I think I got this all figured out over here: https://github.com/dblodgett-usgs/intersectr/pull/1

The half cell issue has caused more problems over the years... it should almost be a required input that's categorical "center", "leading", or "trailing". Otherwise, someone will screw it up...

The whole x/y thing drives me kind of nuts. Over in intersectr I'm calling inputs "col_coords" and "row_coords" instead of x and y now but am leaning toward something more like "nc_col_coords" and "nc_row_coords" to be super explicit about it. Thanks for the tip on aperm, I'll keep that in mind.

I'll contribute some testing for this tomorrow and close this issue with a PR.

edzer commented 5 years ago

I like the idea of not having a default for cell_midpoints, and by that forcing users to be explicit. I never came across "trailing" as an option in real life data, did you? (or are you thinking north-up / row-down y axes?)

dblodgett-usgs commented 5 years ago

No, I've not seen "trailing" either, just mentioned it because it felt complete. I think we could safely leave it off.

dblodgett-usgs commented 5 years ago

Side note on this... I found a case where one dimension passes as "regularly spaced" and another does not. I think this is due to noise in the lat/lon coordinate variable from a NetCDF file (?).
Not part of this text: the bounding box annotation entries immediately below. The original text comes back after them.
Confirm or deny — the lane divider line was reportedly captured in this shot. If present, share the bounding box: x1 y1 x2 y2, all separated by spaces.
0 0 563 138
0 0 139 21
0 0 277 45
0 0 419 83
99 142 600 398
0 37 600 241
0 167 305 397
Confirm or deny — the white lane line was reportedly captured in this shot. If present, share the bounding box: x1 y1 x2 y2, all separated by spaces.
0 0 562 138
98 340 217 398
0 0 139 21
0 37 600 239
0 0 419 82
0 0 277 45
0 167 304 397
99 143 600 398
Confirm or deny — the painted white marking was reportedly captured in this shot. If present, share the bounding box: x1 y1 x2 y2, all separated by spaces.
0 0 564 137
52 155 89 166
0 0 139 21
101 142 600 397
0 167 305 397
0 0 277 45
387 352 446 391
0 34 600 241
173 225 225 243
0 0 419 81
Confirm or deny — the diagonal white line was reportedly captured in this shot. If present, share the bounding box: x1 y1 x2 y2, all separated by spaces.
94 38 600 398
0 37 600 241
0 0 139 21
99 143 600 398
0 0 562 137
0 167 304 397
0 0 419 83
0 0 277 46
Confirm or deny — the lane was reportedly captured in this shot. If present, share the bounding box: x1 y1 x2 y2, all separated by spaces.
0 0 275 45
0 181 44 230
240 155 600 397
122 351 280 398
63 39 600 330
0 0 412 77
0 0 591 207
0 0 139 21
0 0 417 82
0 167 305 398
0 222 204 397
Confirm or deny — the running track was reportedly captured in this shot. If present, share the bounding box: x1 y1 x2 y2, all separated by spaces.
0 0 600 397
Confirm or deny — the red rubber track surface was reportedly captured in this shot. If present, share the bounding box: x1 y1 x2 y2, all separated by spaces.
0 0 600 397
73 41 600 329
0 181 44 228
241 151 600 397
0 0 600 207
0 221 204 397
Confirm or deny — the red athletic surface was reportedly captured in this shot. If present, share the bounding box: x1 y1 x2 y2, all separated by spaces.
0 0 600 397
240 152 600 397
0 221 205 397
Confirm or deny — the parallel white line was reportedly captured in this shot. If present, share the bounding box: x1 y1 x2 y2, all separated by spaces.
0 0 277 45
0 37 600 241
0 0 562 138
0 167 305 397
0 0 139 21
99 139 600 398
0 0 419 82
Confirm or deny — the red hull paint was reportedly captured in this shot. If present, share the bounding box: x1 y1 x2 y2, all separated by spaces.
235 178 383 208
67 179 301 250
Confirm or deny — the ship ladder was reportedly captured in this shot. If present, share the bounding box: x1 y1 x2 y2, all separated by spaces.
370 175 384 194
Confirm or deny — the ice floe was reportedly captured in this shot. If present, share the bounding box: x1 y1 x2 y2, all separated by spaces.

If I redistribute the coordinates to be evenly spaced things work.

Is there a tolerance for considering something "regularly spaced"? Would that be something to put into an overridable input?

edzer commented 5 years ago

Yes, see here. It makes sense to pass the epsilon parameter further up the call stack.